# 0 Imports

In [None]:
import os, warnings, re
from datetime import datetime

import numpy as np
import pandas as pd
import matplotlib.pyplot as plt
%matplotlib inline
import seaborn as sns

from sklearn.model_selection import GridSearchCV, train_test_split
from sklearn.feature_extraction.text import CountVectorizer, TfidfVectorizer
from sklearn.decomposition import LatentDirichletAllocation
from sklearn.metrics import multilabel_confusion_matrix, classification_report, ConfusionMatrixDisplay, accuracy_score, hamming_loss, precision_score, recall_score, f1_score
from sklearn.multiclass import OneVsRestClassifier
from sklearn.pipeline import Pipeline
from sklearn.linear_model import LogisticRegression
from sklearn.preprocessing import MultiLabelBinarizer, StandardScaler

from bs4 import BeautifulSoup as bs
import nltk
from nltk import pos_tag
from nltk.corpus import stopwords, wordnet
from nltk.stem import SnowballStemmer, WordNetLemmatizer
# nltk.download()
from wordcloud import WordCloud

import tensorflow as tf
from tensorflow import keras

import scripts

def set_seed(seed=31415):
    np.random.seed(seed)
    tf.random.set_seed(seed)
    os.environ['PYTHONHASHSEED'] = str(seed)
set_seed()

plt.rc('figure', autolayout=True)
plt.rc('axes', labelweight='bold', labelsize='large',
       titleweight='bold', titlesize=18, titlepad=10)
plt.rc('image', cmap='magma')
warnings.filterwarnings("ignore")

print("-----------------------------------------")
if tf.test.gpu_device_name():
    print(f"GPU used: {tf.test.gpu_device_name()}")
else:
    print(f"GPU not used")
print("-----------------------------------------")

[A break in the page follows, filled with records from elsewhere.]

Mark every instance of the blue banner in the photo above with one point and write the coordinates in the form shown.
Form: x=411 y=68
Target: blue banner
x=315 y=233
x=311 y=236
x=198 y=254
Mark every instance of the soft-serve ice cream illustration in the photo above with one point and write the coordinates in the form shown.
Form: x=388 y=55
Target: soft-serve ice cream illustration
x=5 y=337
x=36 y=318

from tensorflow.python.client import device_lib 
print(device_lib.list_local_devices())

***
# 1 Config

In [None]:
config = {
    "raw_preprocessing": False,
    "preprocessing": False,
    "baseline": False,
    "bert_base": False,
    "bert_se": False
}

***
# 2 Preprocessing

## 2.0 Utils

In [None]:
def preproc_raw_data_body(cell):
    soup = bs(cell, "html.parser")

    script_tags = soup.find_all("script")
    for script_tag in script_tags:
        script_tag.extract()

    code_tags = soup.find_all("code")
    for code_tag in code_tags:
        code_tag.extract()

    preproc_cell = soup.get_text()
    preproc_cell = preproc_cell.replace(',', ' ')

    return preproc_cell

In [None]:
def tags_to_list(cell):
    return [tag for tag in re.split(r'[<>]', cell) if tag]

In [None]:
def lower(cell):
    return cell.lower()

In [None]:
def tokenize(*texts):
    tokens = []
    for text in texts:
        # https://regex101.com/
        tokenizer = nltk.RegexpTokenizer(r'\.?[a-z#]+')
        tokens_temp = tokenizer.tokenize(text)
        tokens += [re.sub("(.)\\1{3,}", "\\1", token) for token in tokens_temp]
    return tokens

In [None]:
def remove_stop_words(cell):
    return [word for word in cell if word not in stop_words]

In [None]:
def get_wordnet_pos(treebank_tag):
    if treebank_tag.startswith('J'):
        return wordnet.ADJ
    elif treebank_tag.startswith('V'):
        return wordnet.VERB
    elif treebank_tag.startswith('N'):
        return wordnet.NOUN
    elif treebank_tag.startswith('R'):
        return wordnet.ADV
    else:
        return 'n'

In [None]:
def tag_pos(cell):
    treebank_tags = pos_tag(cell)
    pos = [(tag[0], get_wordnet_pos(tag[1])) for tag in treebank_tags]
    return pos

In [None]:
def lemmatize(cell, with_pos=False):
    lemmatizer = WordNetLemmatizer()
    if not with_pos:
        lemmatized_tokens = [lemmatizer.lemmatize(token) for token in cell]
    else:
        lemmatized_tokens = [lemmatizer.lemmatize(pair[0], pos=pair[1]) for pair in cell]
    return lemmatized_tokens

In [None]:
def stemmize(cell):
    stemmer = SnowballStemmer("english")
    stemmed_tokens = [stemmer.stem(token) for token in cell]
    return stemmed_tokens

## 2.1 Loading raw data

In [None]:
if config["raw_preprocessing"]:

    raw_data_body = pd.read_csv("data/raw_data_body.csv")
    raw_data_body.shape

## 2.2 Parse html

In [None]:
if config["raw_preprocessing"]:

    raw_data_body["Body"] = raw_data_body.apply(lambda row: preproc_raw_data_body(row.Body), axis=1)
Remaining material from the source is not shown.